Я бросил в речку недокуренную самокрутку:

— Теперь я понимаю, что чувствовала рыба, когда мы ее глушили в Ухлясти. Кажется, ты прав, Николай, но у тебя нет прямых доказательств. — Голос мой дрожал от волнения. Я начал вертеть новую самокрутку. — Среди нас предатель! Но нужно не только убеждение, подсказанное чувством, нужны прямые доказательства, чтобы открыто разоблачить его! Эх, Самсонов!.. Ну хоть плачь!

— Спокойно! — положил мне руку на плечо Самарин. — Иллюзии, говорил Богомаз, вещь нужная, как молочные зубы. С ними важно вовремя, без особой боли и осложнений расстаться — а то не вырастут зубы мудрости!

— Да-а-а, — протянул, помолчав, Самарин. — Костя-одессит назвал бы наши заключения доказательством, вытекающим из совокупности обстоятельств. Надо распутать еще много узелков. Богомаз не допускал ошибки в таком деле. Разоблачение Ефимова — дьявольски трудное дело: Богомаз, Полевой, Аксеныч, Боков — все они пытались предупредить Самсонова, насторожить его, слишком многое казалось им подозрительным, но капитан и слышать не желает ничего плохого об этой тени своей. Однажды он сказал Полевому: «Вы что — за дурака Меня считаете? У меня самого глаза есть. Вы это бросьте! Ефимов у меня вот где сидит, в кулаке, и если надо будет, если начнет рыпаться, я мигом из него душу вытрясу. Чтобы выиграть войну, нужны самые разные люди!..» А Бокову, наоборот, он велел и впредь доносить ему о Ефимове. Ему выгодно всех перессорить и знать все обо всех. Ефимов находится под защитой Самсонова.

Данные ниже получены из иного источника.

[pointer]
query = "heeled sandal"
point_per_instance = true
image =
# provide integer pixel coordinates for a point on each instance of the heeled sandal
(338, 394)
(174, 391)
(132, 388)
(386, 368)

Самарин зажег спичкой потухшую самокрутку и, выпуская дым изо рта, проговорил:

— Полевой сказал, что мы можем на тебя положиться, Виктор. Саша Покатило заверил его, что ручается за тебя. Он сказал нам, что ты знаешь, кто убил Богомаза. И Богомаз верил, что ты быстро повзрослеешь, — Самарин улыбнулся устало. — Ничего не поделаешь, — тихо и доверчиво сказал он, — нам приходилось играть в прятки. Прости, прежде я считал тебя чересчур молодым, неопытным. Но в наших условиях человек растет не по дням, а по часам. Теперь я могу быть откровенен с тобой. Нам надо еще крепче объединиться — иначе у нас ничего не получится. И наш долг — довести расследование Кости Шевцова до конца. Я не могу уйти сейчас от Самсонова, от Ефимова… Самсонов хочет перейти линию фронта — что ж, там мы смогли бы, конечно, выяснить все, что нам здесь неясно, и наказать виновных… Тебя порой подмывало тайно убить Самсонова. Это неверный путь. Его место мог бы занять новый Самсонов. А если нас будет много, если мы будем знать, что такое самсоновщина, если мы открыто разберемся в ней, мы никогда больше ее не допустим, не потерпим новых самсоновых. А сейчас мы будем беречь Самсонова, охранять его в пути, чтобы в целости доставить на суд Большой земли. Как говорится, ни один волос не упадет с его головы. А еще лучше было бы при первой возможности завладеть радиостанцией… Чтобы не прерывать главной борьбы. Вот и Боков тоже считает это необходимым. Он хотел даже связаться с Москвой по рации Бажукова, но ему кажется, что бажуковцы не согласились бы на это, они чересчур крепко стоят за честь мундира…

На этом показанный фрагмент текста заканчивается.